By Kristen Mitchell
Public health concerns around high sugar intake and what steps can be taken to address the issue will be highlighted in a series of three interdisciplinary events at George Washington University.
The Milken Institute School of Public Health, in conjunction with the Sumner M. Redstone Global Center for Prevention and Wellness, the GW Food Institute and the GW Institute for Corporate Responsibility will host the first seminar focused on sugar and sweeteners on Thursday.
The first event will address whether proposed policies for reducing sugar intake on a population level are viable. The seminar will bring together experts in public health, policy and industry. Allison Sylvetsky Meni, an assistant professor with the Department of Exercise and Nutrition Sciences, helped organize the event.
Individuals are consuming too much sugar through sweetened beverages and processed food, which can lead to obesity, diabetes and heart disease, Dr. Sylvetsky Meni said. It’s important to engage all stakeholders and take into account a variety of perspectives in order to make impactful changes, she said.
“We hope to bring together people from different disciplines and also people who have different or even opposing perspectives on reducing sugar and how we can do so” she said. “Bringing people to the table will help facilitate productive movement toward progress.”
Thursday’s event is the first of a three-part series. On March 22, experts will discuss why reducing sugar intake is so difficult. An April 26 panel will talk about sugar alternatives and other avenues for reducing the population’s sugar intake. All three events will be held at the School of Public Health and are open to the public. Attendees are asked to RSVP online.
Bill Dietz, chair and director of the Sumner M. Redstone Global Center for Prevention and Wellness, said public education is critical to help people understand the complexity of the issues surrounding sugar. He is interested in ways to reduce sugar intake, particularly through sugary sports drinks and soda.
“Ultimately, the food and beverage industry is affected by the policies, including regulatory and legislative, that people in public health seek to inform. They are also responding to consumer demand for low- and no-calorie drinks,” Dr. Dietz said. “This sugar series provide an important opportunity for experts in public health, policy and industry to exchange ideas and explore solutions.”
Sugar poses a significant public health risk because sugary products are inexpensive, widely available and heavily marketed. Foods containing artificial sweeteners, while they do not have sugar or calories, can also have health impacts that need to be studied. Dr. Sylvetsky Meni’s research suggests the consumption of artificial sweeteners among children in the United States has skyrocketed by 200 percent over the last decade. Despite their popularity, some research shows these sugar substitutes may contribute to unhealthy weight gain.

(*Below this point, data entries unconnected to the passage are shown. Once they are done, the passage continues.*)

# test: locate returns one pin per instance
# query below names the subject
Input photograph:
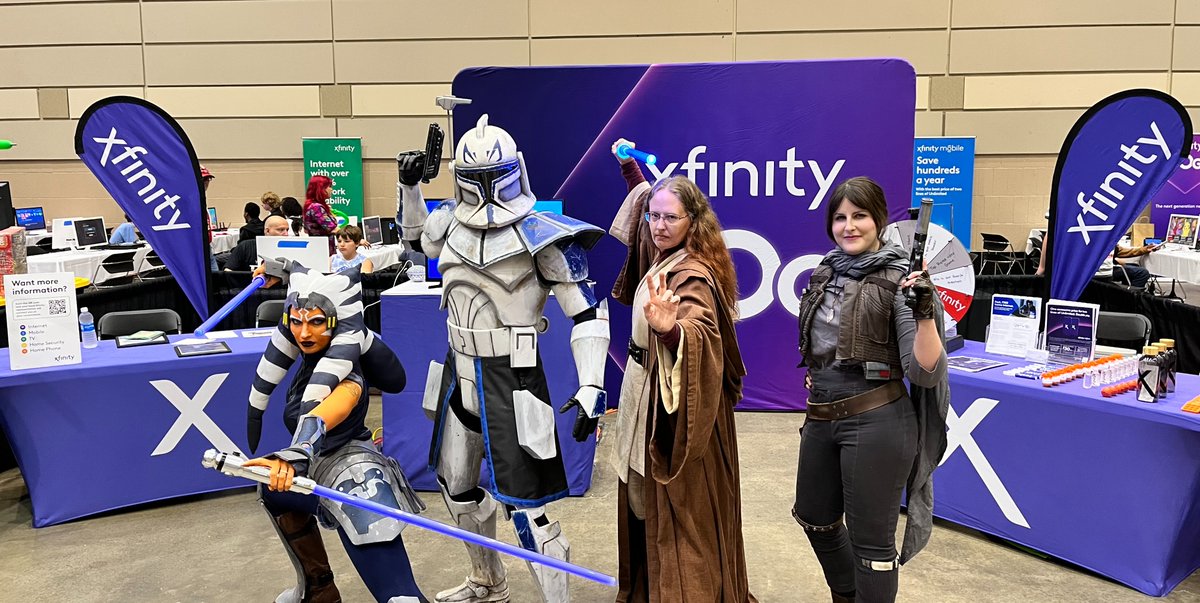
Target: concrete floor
(220, 548)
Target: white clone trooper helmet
(490, 179)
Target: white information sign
(1015, 322)
(43, 324)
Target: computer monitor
(90, 232)
(31, 219)
(312, 252)
(390, 233)
(431, 264)
(372, 230)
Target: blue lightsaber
(625, 151)
(220, 315)
(233, 465)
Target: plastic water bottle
(88, 327)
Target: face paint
(310, 329)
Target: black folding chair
(114, 324)
(1123, 329)
(999, 252)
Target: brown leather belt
(858, 404)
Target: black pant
(856, 466)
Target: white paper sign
(1015, 322)
(43, 323)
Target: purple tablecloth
(1109, 484)
(129, 425)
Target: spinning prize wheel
(948, 264)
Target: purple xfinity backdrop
(767, 142)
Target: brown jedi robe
(690, 547)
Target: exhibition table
(83, 263)
(129, 425)
(415, 328)
(1182, 264)
(1107, 483)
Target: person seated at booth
(349, 238)
(124, 234)
(245, 256)
(253, 225)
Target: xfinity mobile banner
(1113, 162)
(148, 165)
(1181, 193)
(943, 171)
(340, 159)
(767, 142)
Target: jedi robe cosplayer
(677, 445)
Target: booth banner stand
(767, 143)
(145, 161)
(341, 160)
(1115, 159)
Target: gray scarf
(856, 267)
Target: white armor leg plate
(547, 539)
(486, 581)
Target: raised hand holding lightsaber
(233, 465)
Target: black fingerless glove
(922, 298)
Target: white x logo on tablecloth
(959, 436)
(191, 412)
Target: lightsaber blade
(233, 465)
(220, 315)
(625, 151)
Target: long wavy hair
(705, 239)
(316, 192)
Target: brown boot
(301, 537)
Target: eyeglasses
(671, 219)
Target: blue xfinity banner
(1111, 163)
(148, 165)
(943, 171)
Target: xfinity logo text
(795, 173)
(147, 183)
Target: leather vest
(867, 329)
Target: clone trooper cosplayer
(498, 261)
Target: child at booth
(349, 237)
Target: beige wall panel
(384, 137)
(923, 93)
(1014, 51)
(253, 138)
(611, 51)
(1187, 48)
(1013, 132)
(21, 103)
(423, 61)
(1059, 90)
(79, 99)
(89, 65)
(37, 139)
(220, 21)
(928, 123)
(1186, 88)
(924, 49)
(990, 13)
(389, 19)
(240, 64)
(70, 24)
(397, 100)
(291, 101)
(792, 16)
(629, 17)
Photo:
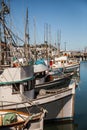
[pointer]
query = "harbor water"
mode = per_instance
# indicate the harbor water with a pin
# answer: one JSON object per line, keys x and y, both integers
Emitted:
{"x": 80, "y": 118}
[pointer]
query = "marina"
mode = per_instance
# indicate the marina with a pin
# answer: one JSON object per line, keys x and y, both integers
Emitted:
{"x": 40, "y": 85}
{"x": 80, "y": 117}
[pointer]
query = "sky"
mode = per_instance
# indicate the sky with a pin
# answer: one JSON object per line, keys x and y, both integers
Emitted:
{"x": 66, "y": 16}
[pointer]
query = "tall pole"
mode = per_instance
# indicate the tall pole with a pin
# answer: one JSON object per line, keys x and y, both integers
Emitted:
{"x": 27, "y": 53}
{"x": 59, "y": 40}
{"x": 35, "y": 38}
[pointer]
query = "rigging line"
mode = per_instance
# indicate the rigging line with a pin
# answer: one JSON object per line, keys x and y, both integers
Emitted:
{"x": 30, "y": 101}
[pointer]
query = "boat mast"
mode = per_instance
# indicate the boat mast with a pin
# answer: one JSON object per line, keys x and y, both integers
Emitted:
{"x": 3, "y": 38}
{"x": 35, "y": 39}
{"x": 59, "y": 40}
{"x": 26, "y": 44}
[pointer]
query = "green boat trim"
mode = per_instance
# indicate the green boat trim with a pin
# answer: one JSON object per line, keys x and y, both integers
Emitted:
{"x": 19, "y": 81}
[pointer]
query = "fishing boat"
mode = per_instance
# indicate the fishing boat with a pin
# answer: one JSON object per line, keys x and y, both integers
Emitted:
{"x": 10, "y": 119}
{"x": 58, "y": 102}
{"x": 46, "y": 78}
{"x": 66, "y": 64}
{"x": 17, "y": 83}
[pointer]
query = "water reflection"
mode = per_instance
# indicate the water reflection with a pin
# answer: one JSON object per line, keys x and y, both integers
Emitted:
{"x": 58, "y": 126}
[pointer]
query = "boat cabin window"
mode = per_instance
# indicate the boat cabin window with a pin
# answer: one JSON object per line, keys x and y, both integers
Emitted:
{"x": 28, "y": 85}
{"x": 16, "y": 88}
{"x": 40, "y": 74}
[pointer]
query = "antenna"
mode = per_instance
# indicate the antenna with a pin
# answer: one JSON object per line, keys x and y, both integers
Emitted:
{"x": 59, "y": 40}
{"x": 27, "y": 37}
{"x": 35, "y": 38}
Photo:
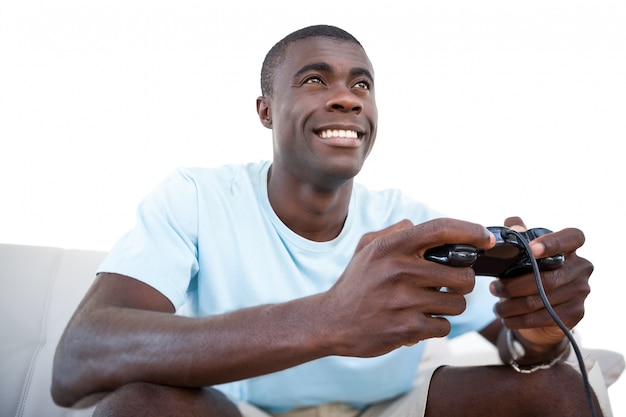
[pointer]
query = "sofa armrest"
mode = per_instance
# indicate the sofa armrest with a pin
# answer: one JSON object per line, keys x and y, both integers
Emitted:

“It’s not clear whether these are actually helpful in helping people manage their weight and preventing diabetes,” she said.
The population’s alarming sugar intake is a concern, and public health experts agree a multi-sector approach is needed to curb sugar consumption. How to accomplish that is a harder question, Dr. Sylvetsky Meni said.
SPH is launching a new bachelor’s of science in nutrition science degree program in Fall 2018 and is currently accepting internal transfers.